Bitcoin fell nearly 4% on the day, hitting a low near $68,500 and stabilizing around $68,900. The broader crypto market followed with broad-based selling: Ethereum dropped about 5% to around $2,050, Solana slid 5% to about $87, and XRP declined roughly 4% to around $1.36. Total crypto market capitalization fell about 3.3% to roughly $2.4 trillion, reflecting intensified macro risk.
Traditional markets also weakened. The S&P 500 fell about 1% and the Nasdaq dropped about 1.45% by midday, as traders reduced exposure to risk assets amid lack of clear progress on de-escalation. Safe-haven signals were mixed: gold fell about 2.5% and silver dropped near 5%, extending recent downtrends. Crypto-related equities (including Robinhood, Coinbase, Circle and Strategy) fell roughly 4%–5%, underscoring crypto’s sensitivity to global risk sentiment.
Bearish
This is bearish because the selloff is driven by a macro risk-off impulse tied to geopolitical uncertainty.
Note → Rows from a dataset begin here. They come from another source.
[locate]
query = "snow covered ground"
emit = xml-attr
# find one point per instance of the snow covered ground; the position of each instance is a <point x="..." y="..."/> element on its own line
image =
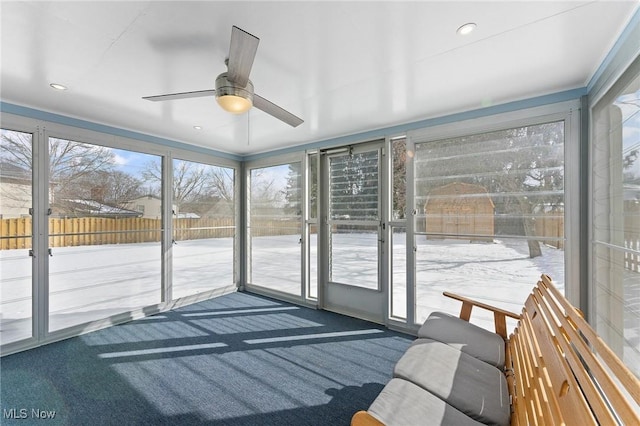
<point x="94" y="282"/>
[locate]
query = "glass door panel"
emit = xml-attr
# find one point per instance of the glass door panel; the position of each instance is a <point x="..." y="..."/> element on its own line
<point x="354" y="219"/>
<point x="15" y="236"/>
<point x="354" y="255"/>
<point x="275" y="227"/>
<point x="203" y="227"/>
<point x="353" y="243"/>
<point x="104" y="232"/>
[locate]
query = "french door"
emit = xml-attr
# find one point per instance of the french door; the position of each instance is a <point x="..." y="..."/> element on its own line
<point x="353" y="232"/>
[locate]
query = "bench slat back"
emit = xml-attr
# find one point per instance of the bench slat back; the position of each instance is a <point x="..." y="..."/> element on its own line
<point x="556" y="377"/>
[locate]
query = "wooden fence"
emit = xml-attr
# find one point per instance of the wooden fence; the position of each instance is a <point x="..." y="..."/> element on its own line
<point x="15" y="233"/>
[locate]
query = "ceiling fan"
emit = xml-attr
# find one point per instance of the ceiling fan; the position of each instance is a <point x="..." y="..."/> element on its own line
<point x="234" y="90"/>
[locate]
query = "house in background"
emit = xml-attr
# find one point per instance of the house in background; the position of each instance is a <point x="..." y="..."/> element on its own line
<point x="15" y="191"/>
<point x="369" y="79"/>
<point x="150" y="206"/>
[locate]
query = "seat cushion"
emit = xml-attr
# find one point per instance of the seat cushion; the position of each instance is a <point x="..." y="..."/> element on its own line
<point x="403" y="403"/>
<point x="464" y="336"/>
<point x="474" y="387"/>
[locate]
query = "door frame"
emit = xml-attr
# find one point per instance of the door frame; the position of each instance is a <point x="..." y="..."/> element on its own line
<point x="365" y="303"/>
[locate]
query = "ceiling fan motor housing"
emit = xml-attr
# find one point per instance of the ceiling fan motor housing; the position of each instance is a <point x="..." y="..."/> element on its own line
<point x="231" y="97"/>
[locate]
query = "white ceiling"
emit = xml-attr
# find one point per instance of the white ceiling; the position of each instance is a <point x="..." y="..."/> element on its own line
<point x="344" y="67"/>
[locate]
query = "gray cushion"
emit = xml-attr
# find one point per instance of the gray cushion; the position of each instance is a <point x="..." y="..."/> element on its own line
<point x="403" y="403"/>
<point x="474" y="387"/>
<point x="464" y="336"/>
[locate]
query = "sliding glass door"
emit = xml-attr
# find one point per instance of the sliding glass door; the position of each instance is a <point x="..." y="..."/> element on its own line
<point x="354" y="232"/>
<point x="489" y="216"/>
<point x="203" y="249"/>
<point x="105" y="231"/>
<point x="16" y="235"/>
<point x="275" y="228"/>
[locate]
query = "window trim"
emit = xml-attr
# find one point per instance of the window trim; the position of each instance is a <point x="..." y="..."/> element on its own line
<point x="569" y="112"/>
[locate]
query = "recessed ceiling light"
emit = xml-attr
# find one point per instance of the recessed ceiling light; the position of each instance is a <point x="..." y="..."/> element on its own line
<point x="466" y="28"/>
<point x="58" y="86"/>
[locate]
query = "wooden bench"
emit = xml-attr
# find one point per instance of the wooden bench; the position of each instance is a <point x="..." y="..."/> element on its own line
<point x="558" y="370"/>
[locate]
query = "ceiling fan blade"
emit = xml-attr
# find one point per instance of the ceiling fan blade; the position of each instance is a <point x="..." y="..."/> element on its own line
<point x="182" y="95"/>
<point x="277" y="112"/>
<point x="241" y="54"/>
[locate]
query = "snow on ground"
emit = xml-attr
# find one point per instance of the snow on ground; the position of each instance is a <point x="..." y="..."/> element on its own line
<point x="94" y="282"/>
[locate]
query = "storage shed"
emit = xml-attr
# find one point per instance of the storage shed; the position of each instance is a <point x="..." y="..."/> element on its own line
<point x="460" y="211"/>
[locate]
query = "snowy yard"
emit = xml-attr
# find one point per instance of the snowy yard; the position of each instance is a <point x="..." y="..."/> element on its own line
<point x="93" y="282"/>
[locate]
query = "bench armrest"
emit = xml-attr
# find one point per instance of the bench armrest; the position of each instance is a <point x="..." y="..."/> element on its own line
<point x="362" y="418"/>
<point x="499" y="315"/>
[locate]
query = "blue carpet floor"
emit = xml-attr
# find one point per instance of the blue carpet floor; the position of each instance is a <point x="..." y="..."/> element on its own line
<point x="239" y="359"/>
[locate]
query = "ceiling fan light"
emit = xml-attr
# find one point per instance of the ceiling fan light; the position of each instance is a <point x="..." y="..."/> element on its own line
<point x="231" y="98"/>
<point x="234" y="104"/>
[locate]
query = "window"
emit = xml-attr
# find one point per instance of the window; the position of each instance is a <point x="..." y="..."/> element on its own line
<point x="275" y="227"/>
<point x="615" y="257"/>
<point x="489" y="215"/>
<point x="16" y="241"/>
<point x="105" y="256"/>
<point x="203" y="227"/>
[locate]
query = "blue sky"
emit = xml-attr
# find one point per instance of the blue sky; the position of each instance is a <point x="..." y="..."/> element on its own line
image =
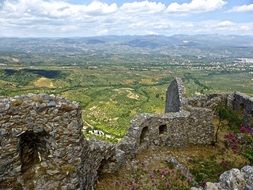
<point x="70" y="18"/>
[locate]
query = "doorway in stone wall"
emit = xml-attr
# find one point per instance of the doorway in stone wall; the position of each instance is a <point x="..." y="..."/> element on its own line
<point x="32" y="147"/>
<point x="144" y="135"/>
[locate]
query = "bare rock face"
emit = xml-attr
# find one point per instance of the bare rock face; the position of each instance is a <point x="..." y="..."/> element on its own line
<point x="174" y="96"/>
<point x="41" y="143"/>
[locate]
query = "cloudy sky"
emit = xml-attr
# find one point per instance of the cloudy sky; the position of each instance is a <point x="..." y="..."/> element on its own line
<point x="47" y="18"/>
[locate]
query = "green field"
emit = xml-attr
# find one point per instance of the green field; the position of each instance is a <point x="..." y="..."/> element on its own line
<point x="112" y="94"/>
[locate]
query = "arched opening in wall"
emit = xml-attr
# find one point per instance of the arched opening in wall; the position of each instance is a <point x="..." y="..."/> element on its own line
<point x="144" y="135"/>
<point x="162" y="129"/>
<point x="32" y="147"/>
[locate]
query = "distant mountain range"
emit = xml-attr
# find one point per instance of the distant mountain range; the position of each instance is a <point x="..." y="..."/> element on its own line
<point x="181" y="44"/>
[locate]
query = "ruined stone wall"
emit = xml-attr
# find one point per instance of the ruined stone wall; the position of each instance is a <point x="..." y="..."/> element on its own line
<point x="41" y="143"/>
<point x="42" y="146"/>
<point x="175" y="129"/>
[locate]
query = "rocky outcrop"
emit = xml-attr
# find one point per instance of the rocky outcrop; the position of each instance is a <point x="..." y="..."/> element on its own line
<point x="233" y="179"/>
<point x="41" y="143"/>
<point x="174" y="96"/>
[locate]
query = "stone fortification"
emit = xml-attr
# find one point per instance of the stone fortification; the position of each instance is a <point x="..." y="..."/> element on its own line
<point x="41" y="143"/>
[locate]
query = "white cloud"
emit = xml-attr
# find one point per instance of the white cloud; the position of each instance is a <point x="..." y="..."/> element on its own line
<point x="196" y="6"/>
<point x="224" y="24"/>
<point x="147" y="6"/>
<point x="242" y="8"/>
<point x="61" y="18"/>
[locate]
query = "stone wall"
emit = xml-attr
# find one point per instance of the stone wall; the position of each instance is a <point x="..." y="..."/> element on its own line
<point x="175" y="129"/>
<point x="41" y="143"/>
<point x="42" y="146"/>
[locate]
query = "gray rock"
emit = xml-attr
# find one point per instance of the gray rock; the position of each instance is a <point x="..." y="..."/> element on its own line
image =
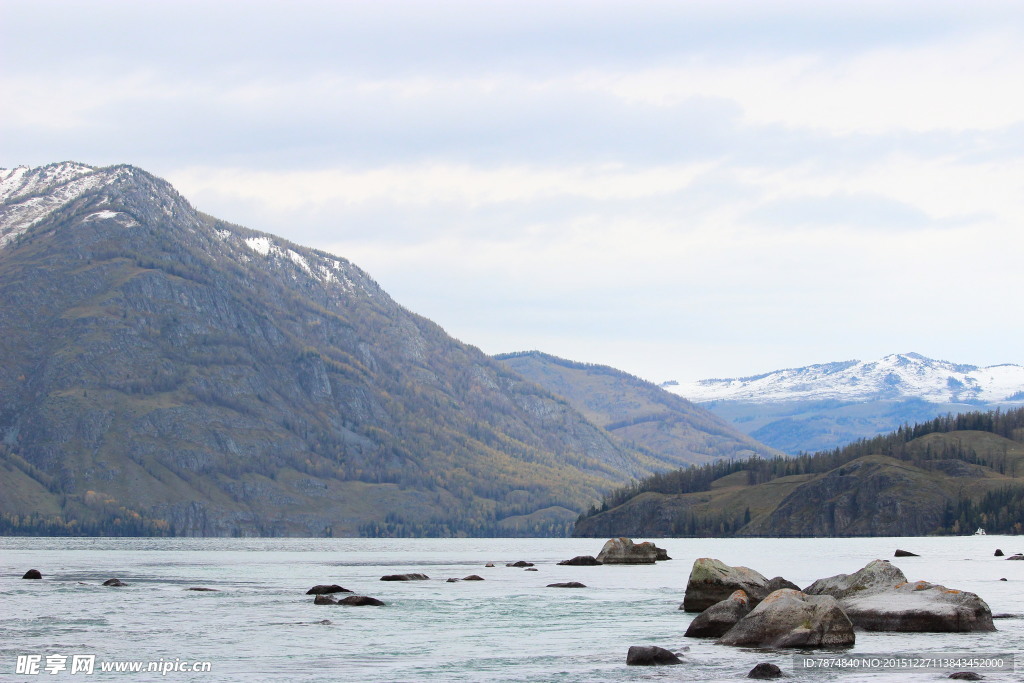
<point x="359" y="601"/>
<point x="717" y="620"/>
<point x="713" y="581"/>
<point x="919" y="607"/>
<point x="406" y="577"/>
<point x="624" y="551"/>
<point x="793" y="619"/>
<point x="765" y="670"/>
<point x="877" y="574"/>
<point x="324" y="589"/>
<point x="650" y="655"/>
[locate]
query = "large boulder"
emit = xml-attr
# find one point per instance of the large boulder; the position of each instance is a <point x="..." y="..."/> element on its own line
<point x="717" y="620"/>
<point x="880" y="598"/>
<point x="624" y="551"/>
<point x="919" y="606"/>
<point x="792" y="619"/>
<point x="877" y="574"/>
<point x="713" y="581"/>
<point x="650" y="655"/>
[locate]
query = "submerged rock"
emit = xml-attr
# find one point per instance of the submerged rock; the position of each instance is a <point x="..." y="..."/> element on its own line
<point x="624" y="551"/>
<point x="406" y="577"/>
<point x="650" y="655"/>
<point x="713" y="581"/>
<point x="765" y="670"/>
<point x="919" y="607"/>
<point x="792" y="619"/>
<point x="359" y="601"/>
<point x="717" y="620"/>
<point x="324" y="589"/>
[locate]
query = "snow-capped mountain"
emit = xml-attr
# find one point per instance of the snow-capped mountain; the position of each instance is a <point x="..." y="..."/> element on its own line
<point x="896" y="377"/>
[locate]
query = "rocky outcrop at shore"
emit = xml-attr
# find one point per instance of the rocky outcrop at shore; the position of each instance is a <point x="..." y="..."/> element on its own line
<point x="793" y="619"/>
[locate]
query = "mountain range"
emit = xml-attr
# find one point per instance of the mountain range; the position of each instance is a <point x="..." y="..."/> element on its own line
<point x="827" y="406"/>
<point x="167" y="372"/>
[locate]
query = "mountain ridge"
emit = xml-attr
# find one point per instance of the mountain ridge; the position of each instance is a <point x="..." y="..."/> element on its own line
<point x="166" y="372"/>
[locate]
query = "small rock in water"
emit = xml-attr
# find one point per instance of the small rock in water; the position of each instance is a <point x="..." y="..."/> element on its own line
<point x="406" y="577"/>
<point x="650" y="655"/>
<point x="765" y="670"/>
<point x="324" y="589"/>
<point x="359" y="601"/>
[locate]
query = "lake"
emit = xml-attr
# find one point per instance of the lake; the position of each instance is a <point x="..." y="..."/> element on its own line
<point x="258" y="625"/>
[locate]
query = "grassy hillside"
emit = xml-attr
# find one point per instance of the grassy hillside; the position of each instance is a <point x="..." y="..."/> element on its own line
<point x="949" y="475"/>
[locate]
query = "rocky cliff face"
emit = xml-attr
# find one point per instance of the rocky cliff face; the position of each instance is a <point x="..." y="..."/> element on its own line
<point x="164" y="369"/>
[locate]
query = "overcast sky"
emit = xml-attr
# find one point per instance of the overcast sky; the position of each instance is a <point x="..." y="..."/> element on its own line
<point x="680" y="189"/>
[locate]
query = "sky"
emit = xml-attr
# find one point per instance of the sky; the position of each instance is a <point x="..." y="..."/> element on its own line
<point x="680" y="189"/>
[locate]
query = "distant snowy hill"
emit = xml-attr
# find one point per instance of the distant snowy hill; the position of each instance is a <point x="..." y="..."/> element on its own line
<point x="899" y="376"/>
<point x="827" y="406"/>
The article highlights conflicting US-Iran signals about peace talks and continued regional attacks, which pushed oil higher and spilled into crypto and broader equities.
For traders, Bitcoin under $69K signals near-term downside momentum and increased likelihood of further volatility. Similar “geopolitics + energy spike” episodes in the past have often led to short-term deleveraging: crypto traded like a high-beta risk asset, with correlation to Nasdaq/S&P rising during stress.
In the short term, watch for continued weakness in BTC and spillover to ETH/SOL/XRP as long as oil remains elevated and de-escalation headlines stay unclear. In the long run, if the market eventually reprices the conflict (or credible de-escalation emerges), sentiment could stabilize and allow a technical bounce. But with gold also falling here, the signal points to broad risk reduction rather than a clean safe-haven rotation.